One of the areas I’ve struggled with though, is community. It’s been hard for me to share my life with others in a vulnerable way, unless I feel that my vulnerability can help them. When I’m speaking, writing, mentoring, and leading I often bare my soul and expose my areas of weakness. However, recently I’ve realized that I don’t often invite people to walk with me in that area of weakness. I don’t like asking for help.
Maybe this is because when I was young I reached out and had my hand slapped away by my peers – those who were supposed to be my community. Maybe it’s because I grew so close to Jesus, learning to find my identity in Him, but somewhere along the way forgot that He also made me to work best within a community.
Either way, since having children it’s become apparent to me that I hate asking for help – even when I really need it. I’ve avoided going to the dentist or getting my tires changed simply because I know I’ll need to ask someone to help watch my kids while I do it. And unless that someone is my husband or my mom, I feel horrible asking. Somehow it makes me feel like a failure – like if I was just closer to the Lord I wouldn’t need help. But I’ve also realized that when I don’t ask for help, I’m missing out.
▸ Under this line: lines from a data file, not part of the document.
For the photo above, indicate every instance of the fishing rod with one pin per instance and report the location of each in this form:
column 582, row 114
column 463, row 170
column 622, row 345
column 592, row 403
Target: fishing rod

Here are 5 reasons it’s okay to ask for help:
1. Asking for help reminds us we all need help sometimes. Brene Brown says most of us think there are two types of people in the world; those who need help and those who give help. But the truth is we are all both. When we only identify ourselves as those who give help, we actually judge those who need help, and as a result, judge ourselves when we become the one who needs help. You know what friend, we all need help sometimes and that doesn’t mean we are failures. It doesn’t mean our relationship with God is weak. It just means we are human.
2. Asking for help gives a gift to those we ask. When your friends ask you for help, how do you feel? Annoyed? Frustrated? Put out? I usually feel honoured that they thought to ask me, and if I’m able, I love offering help. So why do I think that my friends won’t feel the same way when I reach out for help? When we don’t ask, we could actually be robbing those in our community of feeling valuable, purposeful and trusted.
3. Asking for help reminds us community is important. God is more than enough for you. But (yes, there’s a but) He created us to be in relationship with others. Even when we’re spending time with Jesus daily, there are still days when we just need some back up! We can actually do life better with God and with each other.
4. Asking for help removes judgement. When we learn to ask for help, we also learn not to judge others when they need help. Rather than thinking some of us are helpers/givers and others are needy/takers, we learn that all of us are both. Sometimes we need help and that’s okay and sometimes we give help, which doesn’t mean we’re better than anyone else.
5. Asking for help actually helps! When we finally get over all the things that stop us from asking, we get help and things usually get better. The task that felt so hard before now feels more managable and even enjoyable! Even the worst days are better when they’re shared with someone who supports us.
What about you? Do you find it difficult to ask people for help? Maybe it’s time to think about why and then step out and ask anyways. It might even make things better!